An eye-watering £37,500 tuition fee stands in the way of Arinze David Nwanna taking up his master’s offer at the Imperial College Business School in South Kensington.
The 21-year-old set up a GoFundMe page to help pay the fees, despite being on track to achieve a top honours in Chemical Engineering at UCL and receiving a summer internship with J.P. Morgan.
But the east London resident remains hopeful, having faced much greater life challenges and setbacks.
Arinze said: “I’m growing bored of people telling me I can’t do something, it just motivates me more to prove them wrong.
“At my school they were used to failing, there was a lot of knife and gun violence.
“A lot of what limited me were the voices around me saying that you can’t, half the time it’s the closest around you who will tell you that.
“That’s what I went through when I was young, but I learnt to live above that.
“I’ve gone through a lot of failure and hardship that have taught me many skills and principles that people may not understand from having life easy.”
At the age of five, Arinze, his three siblings and mother migrated from Nigeria to London, where they lived in poverty and came close to homelessness.

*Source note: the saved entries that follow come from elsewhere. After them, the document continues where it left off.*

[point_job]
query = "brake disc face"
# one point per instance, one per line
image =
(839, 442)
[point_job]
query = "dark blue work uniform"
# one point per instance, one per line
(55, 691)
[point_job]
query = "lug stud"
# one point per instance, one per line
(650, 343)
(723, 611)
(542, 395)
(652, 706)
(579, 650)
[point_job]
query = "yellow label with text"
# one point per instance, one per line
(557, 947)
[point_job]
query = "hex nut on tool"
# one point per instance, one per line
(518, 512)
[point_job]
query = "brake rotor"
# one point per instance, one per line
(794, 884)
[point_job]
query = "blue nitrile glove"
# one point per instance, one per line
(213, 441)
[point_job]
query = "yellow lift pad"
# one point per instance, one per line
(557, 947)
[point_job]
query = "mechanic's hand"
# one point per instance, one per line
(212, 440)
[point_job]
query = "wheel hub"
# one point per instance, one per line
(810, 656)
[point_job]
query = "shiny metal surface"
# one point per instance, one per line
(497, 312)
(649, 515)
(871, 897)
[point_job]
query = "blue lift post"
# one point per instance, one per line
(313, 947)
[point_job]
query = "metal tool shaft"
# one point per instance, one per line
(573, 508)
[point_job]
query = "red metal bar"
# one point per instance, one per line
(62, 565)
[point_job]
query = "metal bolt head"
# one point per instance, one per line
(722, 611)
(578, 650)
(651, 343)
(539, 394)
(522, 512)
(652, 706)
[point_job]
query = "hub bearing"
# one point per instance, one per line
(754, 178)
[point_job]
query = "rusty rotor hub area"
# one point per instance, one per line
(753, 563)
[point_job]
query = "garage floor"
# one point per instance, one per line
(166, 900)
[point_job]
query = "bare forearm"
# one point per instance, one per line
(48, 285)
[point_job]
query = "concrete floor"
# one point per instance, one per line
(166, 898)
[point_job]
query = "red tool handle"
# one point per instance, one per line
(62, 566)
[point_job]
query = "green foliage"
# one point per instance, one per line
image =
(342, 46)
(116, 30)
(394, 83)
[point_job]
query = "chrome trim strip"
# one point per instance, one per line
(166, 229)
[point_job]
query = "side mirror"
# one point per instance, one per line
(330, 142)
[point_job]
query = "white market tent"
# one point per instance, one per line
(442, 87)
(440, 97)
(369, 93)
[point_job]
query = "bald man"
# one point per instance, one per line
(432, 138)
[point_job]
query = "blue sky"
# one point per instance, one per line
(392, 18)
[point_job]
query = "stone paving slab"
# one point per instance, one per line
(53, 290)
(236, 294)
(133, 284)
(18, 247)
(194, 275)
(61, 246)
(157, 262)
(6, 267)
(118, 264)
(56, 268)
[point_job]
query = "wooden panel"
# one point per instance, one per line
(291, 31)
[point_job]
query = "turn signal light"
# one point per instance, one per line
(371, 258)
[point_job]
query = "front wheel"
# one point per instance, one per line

Arinze added: “This room I’m in now is probably bigger than what we lived in with the five of us, and then my grandma who came later.
“So everyone was on the floor and my grandma was on the bed, or if my mum was tired from work she’d stay on the bed.”
Being the youngest, he was the last to go to school after arriving in the UK, missing out on one and a half years of education because of their unstable living situations.
Furthermore, during GCSEs he was exposed to violence and gang culture, experiencing the death of a close friend from a stabbing.
Despite this, Arinze defied the odds set out against him.
He featured on Future Leaders magazine’s 2019 list of 150 most outstanding African and African Caribbean students and new graduates in the UK.
His hopes are now set on studying Financial Technology (FinTech) at Imperial in order to enter the finance sector.
Arinze also mentors students from similar backgrounds, hoping to inspire young people like himself to achieve their potential.
Despite childhood struggles he said these experiences made him who he is today and he would never change that.
Arinze funded his undergraduate degree through loans as well as a side career in music.
Having self-taught himself the piano as a teenager, he made money gigging in London and performing with international gospel stars.
He is now appealing for £54,500 to fund his further studies.
On top of tuition fees, he also needs £12,000 for accommodation and £5,000 for living expenses and has until July to raise the funds before the course starts in September.